The demutualization of MLMIC has resulted in many dozens of lawsuits, and many have involved the same signed consent used in this case. However, the parties have not cited any case where the court has specifically addressed the scope and meaning of the phrase "as agent to receive any distribution that may be allocated to the [policyholder]," nor has this court's research uncovered any cases. That appears to be due to the{**84 Misc 3d at 224} fact that the cases have been decided on alternate grounds, some of which will be discussed below. Nonetheless, the contractual language and interpretation seems to this court to be the most direct and appropriate consideration. With respect to that factor, the court concludes that the signed consents did not convey a possessory interest to defendant, or assign plaintiffs' rights to the proceeds. Accordingly, the consents were not the type of separate agreement referred to in Hinds to overcome plaintiffs' entitlement to the funds. Since the consent forms did not convey the ownership rights, then upon plaintiffs' demand for the funds, defendant's refusal to release the funds constitutes a conversion. (See Cuprys v Volpicelli, 170 AD3d 1477 [3d Dept 2019]; J Squared Software, LLC v Bernette Knitware Corp., 48 AD3d 351 [1st Dept 2008].) Under agency law, where an agent is in possession of money belonging to the principal, the agent must turn over the money, at the latest, when the principal makes demand for it. (See Gleason v Ritchie, 267 App Div 447 [4th Dept 1944].) There is no dispute that plaintiffs have demanded payment but have not received the money.[*8]

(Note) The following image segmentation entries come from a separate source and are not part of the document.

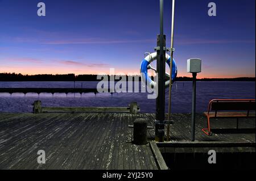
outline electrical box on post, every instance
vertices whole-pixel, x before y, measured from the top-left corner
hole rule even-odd
[[[202,60],[200,58],[189,58],[187,61],[187,71],[189,73],[201,72],[201,64]]]

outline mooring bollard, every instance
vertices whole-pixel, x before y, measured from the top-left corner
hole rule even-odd
[[[42,112],[41,100],[38,100],[34,102],[33,112],[39,113]]]
[[[144,119],[137,119],[134,123],[133,143],[146,145],[147,142],[147,121]]]
[[[130,106],[130,113],[134,115],[137,115],[139,111],[139,106],[137,102],[132,102]]]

a. Voluntary Payment Defense

Defendant argues that the doctrine of voluntary payment bars plaintiffs' recovery. The voluntary payment "doctrine 'bars recovery of payments voluntarily made with full knowledge of the facts, and in the absence of fraud or mistake of material fact or law.' " (Cascade Bldrs. Corp. v Rugar, 193 AD3d 1283, 1286-1287 [3d Dept 2021], quoting Dillon v U-A Columbia Cablevision of Westchester, 100 NY2d 525, 526 [2003].) The burden is on the party upon whom the demand for payment is made to protest the payment and litigate it "before, rather than after, payment is made." (Utica Mut. Ins. Co. v American Re-Insurance Co., 218 AD3d 1283, 1285 [4th Dept 2023] [internal quotation marks and citations omitted].)

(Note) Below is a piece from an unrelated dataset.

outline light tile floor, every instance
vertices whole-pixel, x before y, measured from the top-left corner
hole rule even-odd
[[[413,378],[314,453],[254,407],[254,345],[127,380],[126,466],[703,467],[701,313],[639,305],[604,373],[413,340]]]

The voluntary payment doctrine does not apply in this situation. Here, payment was not made by plaintiffs to defendant, but rather was made by MLMIC to defendant. "The doctrine of voluntary payment is applicable only where payment is made by the debtor directly or by the debtor's personally authorized agent and does not apply where the creditor receives from third persons moneys belonging to the debtor." (82 NY Jur 2d Payment and Tender § 83.) Since MLMIC, not plaintiffs, made the payment, this situation does not fall within the voluntary payment doctrine. An exception could exist if MLMIC was acting{**84 Misc 3d at 225} as plaintiffs' authorized agent with plaintiffs' express direction and with plaintiffs' full knowledge of their entitlement to the proceeds. (See e.g. Guaranty Trust Co. v City of New York, 108 App Div 192 [1st Dept 1905].) Where a plaintiff who is entitled to money authorizes a third person to make those payments to another person/entity, then it is the equivalent of the payment being made directly by the plaintiff. Even if the consents here could be interpreted as authorizing MLMIC to send the funds to defendant, it is still not a voluntary payment because: (1) it did not specifically assign plaintiffs' rights and (2) the plaintiffs did not have the requisite knowledge of their rights. Defendant concedes that the law was not clear who was entitled to the demutualization proceeds until the Hinds decision in 2022. Therefore, it cannot be said that plaintiffs had full knowledge that they were entitled to the proceeds when they signed these consents in 2018. Thus, neither plaintiffs nor their agents agreed to have the proceeds paid over to defendant in derogation of plaintiffs' rights. Accordingly, defendant has failed to establish a voluntary payment that would overcome plaintiffs' right to the proceeds.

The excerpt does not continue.